In the staid and low-key world of community bank stocks, earnings-related sell-offs tend to be understated. Thus, New York Community Bancorp's (NYCB 1.92%) 13.5% share price haircut on Wednesday was notable for the intensity of investors' reaction to the bank's third-quarter results.

As my Motley Fool colleague Joe Tenebruso explained, while a modest rise in net income matched expectations, two trends discussed by management unnerved shareholders.

First, total loans declined to $40.8 billion against $40 billion at the end of the third quarter of 2018. This modest shrinkage isn't a concern in and of itself. However, in the company's earnings press release, management stated that "[A] number of multifamily loans refinanced away from the Bank because other alternative lenders were willing to provide more credit than we were, which was inconsistent with our rigorous underwriting standards."

Second, the company noted that during the third quarter, several of its competitors reentered the deposits market with a willingness to pay "irrational interest rates" on the deposit products held by large institutions. The bank decided not to compete with these entrants, and allowed its deposit relationships with some large institutions to expire, in favor of growing its smaller-customer, retail deposit base, which represents a cheaper funding source for its loans.

A young couple shakes hands with a banker after signing loan documents.

Image source: Getty Images.

Be wary of loan portfolio vulnerability 

While the color provided by management on its loans and deposits spooked investors palpably just a day before Halloween, the deposits issue really shouldn't be of great concern.

As management pointed out, New York Community Bancorp's interest-bearing checking and money market accounts declined by $1.6 billion against the prior-year quarter due to its refusal to compete for business via unsustainable interest rates. Yet total deposits have increased year over year by $1.3 billion, to $31.6 billion. A subset of this asset group, certificates of deposits, has seen 25% year-over-year expansion to $14 billion, more than compensating for the loss of the institutional deposits.

The bank's competition for multifamily loans is more worrisome, however. While New York Community Bancorp is the holding company of a community bank with nearly 240 branches spread across New York, New Jersey, Ohio, Florida, and Arizona, its primary source of loan income derives from multifamily loans in New York City, which are focused on the rent-controlled building market.

In fact, of the bank's nearly $41 billion loan tally, 76% of lending resides in multifamily commercial mortgage loans. This concentration is a bit atypical of most community banks' loan portfolios, which normally sport more diversity, including significant representation in residential mortgage loans and home equity lines of credit. 

Thus, investors are likely correct to fret over possible erosion in the bank's biggest bet, its multifamily loan base. New York Community Bancorp already operates with suboptimal profitability. The company's net interest margin (NIM) of approximately 2% is below the 3% baseline that's considered a normal profitability level for banking entities. And its NIM is well below that of some fellow New York State-based community banks, such as the 3.73% mark that Community Bank System just posted in its own earnings report last week.

A further decline in New York Community Bancorp's multifamily loan portfolio due to alternative, non-bank funding competition will pressure its NIM and, as a consequence, weaken net income.
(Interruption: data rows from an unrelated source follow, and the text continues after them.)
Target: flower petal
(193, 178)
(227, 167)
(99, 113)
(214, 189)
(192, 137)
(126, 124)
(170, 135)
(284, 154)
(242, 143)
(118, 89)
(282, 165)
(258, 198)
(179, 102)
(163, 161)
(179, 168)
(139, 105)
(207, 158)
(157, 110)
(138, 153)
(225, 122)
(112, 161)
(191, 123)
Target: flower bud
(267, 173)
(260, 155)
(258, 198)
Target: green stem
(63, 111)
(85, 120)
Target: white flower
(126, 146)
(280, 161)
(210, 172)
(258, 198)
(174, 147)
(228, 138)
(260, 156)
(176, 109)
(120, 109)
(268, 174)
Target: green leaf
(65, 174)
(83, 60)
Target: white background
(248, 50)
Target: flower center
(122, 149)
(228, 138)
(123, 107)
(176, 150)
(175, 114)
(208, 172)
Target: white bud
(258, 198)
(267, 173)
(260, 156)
And while it's tempting to step in and purchase shares today, since the company's already handsome dividend yield of 5% has ratcheted up to a near-6% yield after the stock's sell-off, bank investors should probably exercise some patience. 

Waiting a quarter or two to see if competition from alternative lenders is an anomaly or a trend could mean the difference between picking up shares at a discount or getting stuck with further share losses. New York Community Bancorp's profit concentration in multifamily loans has proved a strength in the past, but for the present, it represents a tangible near-term risk for shareholders.